Another way to decide between possible explanations is in terms of the consistency of the explanation with observations. In the "grass is wet" example, there are two possible explanations of the grass is wet. It might be that it rained or that the sprinkler was on. Suppose, however, that the agent observes that there are clothes outside on the line and that the clothes are dry. The hypothesis that it rained does not explain why the clothes are dry. In fact, the hypothesis is inconsistent with this observation. This inconsistency eliminates it rained as an explanation.

One way to incorporate the consistency requirement on explanations is with the use of an integrity constraint. Integrity constraints function to rule out inconsistent explanations.

In the "grass is wet" example, let the integrity constraint be

if a thing is dry and the thing is wet, then false.
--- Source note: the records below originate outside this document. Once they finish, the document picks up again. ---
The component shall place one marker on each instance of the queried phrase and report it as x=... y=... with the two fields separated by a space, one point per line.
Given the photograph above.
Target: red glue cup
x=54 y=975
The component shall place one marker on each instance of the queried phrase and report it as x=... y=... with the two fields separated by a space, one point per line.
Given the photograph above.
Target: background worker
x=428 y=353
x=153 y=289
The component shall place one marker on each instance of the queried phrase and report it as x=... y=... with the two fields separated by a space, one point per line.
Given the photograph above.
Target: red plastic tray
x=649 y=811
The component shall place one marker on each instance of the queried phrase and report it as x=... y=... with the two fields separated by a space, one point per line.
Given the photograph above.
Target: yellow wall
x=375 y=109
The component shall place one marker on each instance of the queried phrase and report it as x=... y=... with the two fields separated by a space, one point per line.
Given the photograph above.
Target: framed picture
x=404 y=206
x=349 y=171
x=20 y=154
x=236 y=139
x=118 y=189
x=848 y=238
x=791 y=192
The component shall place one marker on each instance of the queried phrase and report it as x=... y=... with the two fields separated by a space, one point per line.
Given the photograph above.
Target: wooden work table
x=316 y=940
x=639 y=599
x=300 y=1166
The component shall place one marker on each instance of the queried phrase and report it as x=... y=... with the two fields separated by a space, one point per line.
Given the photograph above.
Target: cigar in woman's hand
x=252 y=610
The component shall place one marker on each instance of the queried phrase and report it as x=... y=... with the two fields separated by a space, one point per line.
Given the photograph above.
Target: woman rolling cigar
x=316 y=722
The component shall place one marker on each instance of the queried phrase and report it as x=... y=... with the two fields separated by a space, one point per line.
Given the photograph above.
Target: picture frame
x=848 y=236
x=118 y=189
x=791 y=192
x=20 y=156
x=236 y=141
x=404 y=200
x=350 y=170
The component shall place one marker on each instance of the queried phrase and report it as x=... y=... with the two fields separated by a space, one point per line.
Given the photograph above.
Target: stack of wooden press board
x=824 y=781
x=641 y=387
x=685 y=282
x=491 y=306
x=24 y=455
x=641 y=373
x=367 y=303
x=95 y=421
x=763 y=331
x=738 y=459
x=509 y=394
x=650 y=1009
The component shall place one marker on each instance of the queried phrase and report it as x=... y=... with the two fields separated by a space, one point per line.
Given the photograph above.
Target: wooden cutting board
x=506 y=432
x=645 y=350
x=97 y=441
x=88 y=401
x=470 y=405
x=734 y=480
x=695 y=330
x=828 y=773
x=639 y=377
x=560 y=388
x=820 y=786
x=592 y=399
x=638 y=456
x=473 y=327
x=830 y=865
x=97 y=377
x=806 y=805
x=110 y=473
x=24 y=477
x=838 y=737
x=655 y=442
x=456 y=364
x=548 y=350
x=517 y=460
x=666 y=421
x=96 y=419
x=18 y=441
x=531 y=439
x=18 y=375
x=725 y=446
Now suppose the beliefs are

the clothes outside are dry.
the clothes outside are wet if it rained.

Suppose the hypothesis is

it rained.

Forward reasoning yields

the clothes outside are wet

Forward reasoning with this consequence and the constraint yields

if the clothes outside are dry, then false

Finally, more forward reasoning yields

false

The derivation of false eliminates the hypothesis that it rained as a candidate explanation of the observation that the grass is wet.



There are several points to notice about this example.
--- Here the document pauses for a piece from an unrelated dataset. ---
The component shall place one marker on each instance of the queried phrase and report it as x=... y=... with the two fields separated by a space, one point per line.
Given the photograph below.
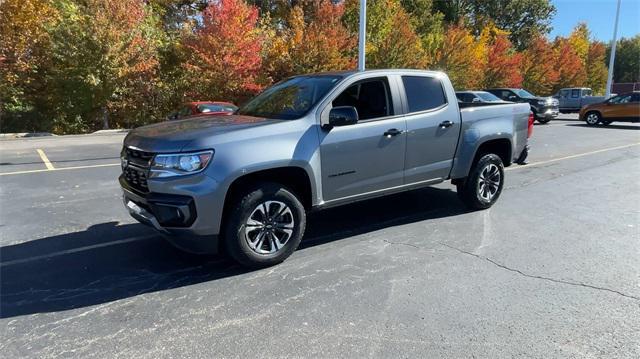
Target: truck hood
x=173 y=136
One important point to notice is the similarities in the ways that prohibitions and integrity constraints work. In the logic programming/agent model, the agent reasons forward from the items in the plan to consequences to determine if any of these consequences trigger a prohibition. If they do, the agent abandons the plan because the prohibition makes it impossible both to accept the plan and to not do something wrong. In the "grass is wet" example, the agent reasons forwards from possible explanations to consequences of those explanations. If any of these consequences are inconsistent with what the agent knows, the agent abandons the explanation because the integrity constraint makes it impossible both to accept the explanation and maintain the integrity of his knowledge base.

Another point to notice is that abduction may help with instances of defeasible reasoning that cannot be easily explained in terms of negation-as-failure. Recall the example "looks red." In the example, the subject forms the belief that some object is red because it looks red. It may be that the reasoning in this example is an instance of abduction, although it is not completely clear how this abduction would work in the logic programming/agent model. The beliefs about causal connections might be

it looks red if it is red
it looks red if it is white and has red lights shinning on it

This would lead to two possible explanations. The second possibility is needs to be somehow ruled out before the agent gets new information, but it does not seem that it is ruled out because of a violation of integrity. Instead, it seems that it that it is the less plausible of the two possible explanations in some other way.


Finally, as with every example, it is important to note the ways the algorithm in logic programming/agent model is not completely determinate.